Micropropagation of Elaeagnus angustifolia from mature trees J. M. IRIONDO, M. DE LA IGLESIA and C. PÉREZ Departamento Biología Vegetal, E.T.S. Ingenieros Agrónomos, Universidad Politécnica de Madrid, E-28040 Madrid, Spain Received November 16, 1994

Keywords: Elaeagnaceae, in vitro culture, mature explants, nodal explants, oleaster, rooting.
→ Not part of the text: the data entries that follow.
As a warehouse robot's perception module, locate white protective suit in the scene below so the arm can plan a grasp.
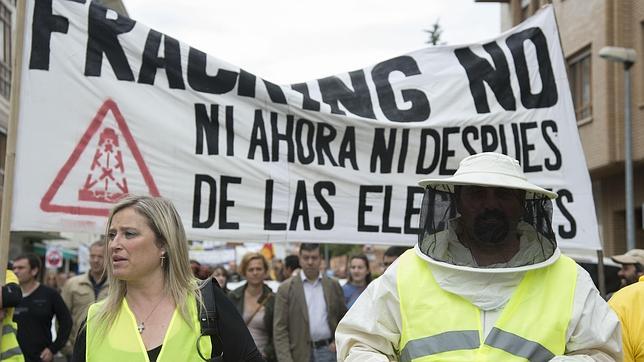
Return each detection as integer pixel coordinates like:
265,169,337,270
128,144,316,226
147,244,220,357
335,237,622,362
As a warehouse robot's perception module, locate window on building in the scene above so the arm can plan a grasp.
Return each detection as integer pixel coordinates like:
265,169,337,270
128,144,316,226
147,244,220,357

Introduction Elaeagnus angustifolia L. (Elaeagnaceae), commonly named oleaster, has been cultivated for centuries in the desert and subdesert regions of Asia; however, no commercial cultivars are available. It is valued as an ornamental plant in the Occident because of its silvery leaves and fragrant flowers. Its fruits have been used as a source of food and medicine. Elaeagnus angustifolia grows to a height of 10 m, is tolerant to low-temperature, drought and pollution, and requires little care. The species is not susceptible to any of the major plant diseases of the Mediterranean region. The species is fertile from the age of 4--6 years and lives for 60 to 80 years. It can be propagated from seeds in the fall and from soft-wood cuttings obtained in summer (Vetvicka and Matousova 1991). However, the seeds are difficult to germinate and germination percentages vary between 30 and 60% even after stratification, and propagation by cuttings is not commercially viable. Micropropagation of tree species offers a rapid means of producing clonal planting stock, woody biomass production, and conservation of elite and rare germplasm (Yeoman 1986, Bonga 1987). It is also a useful tool for the selection and development of new cultivars. We have developed a practical method for the micropropagation of E. angustifolia by induction of shoot proliferation in axillary buds of mature trees.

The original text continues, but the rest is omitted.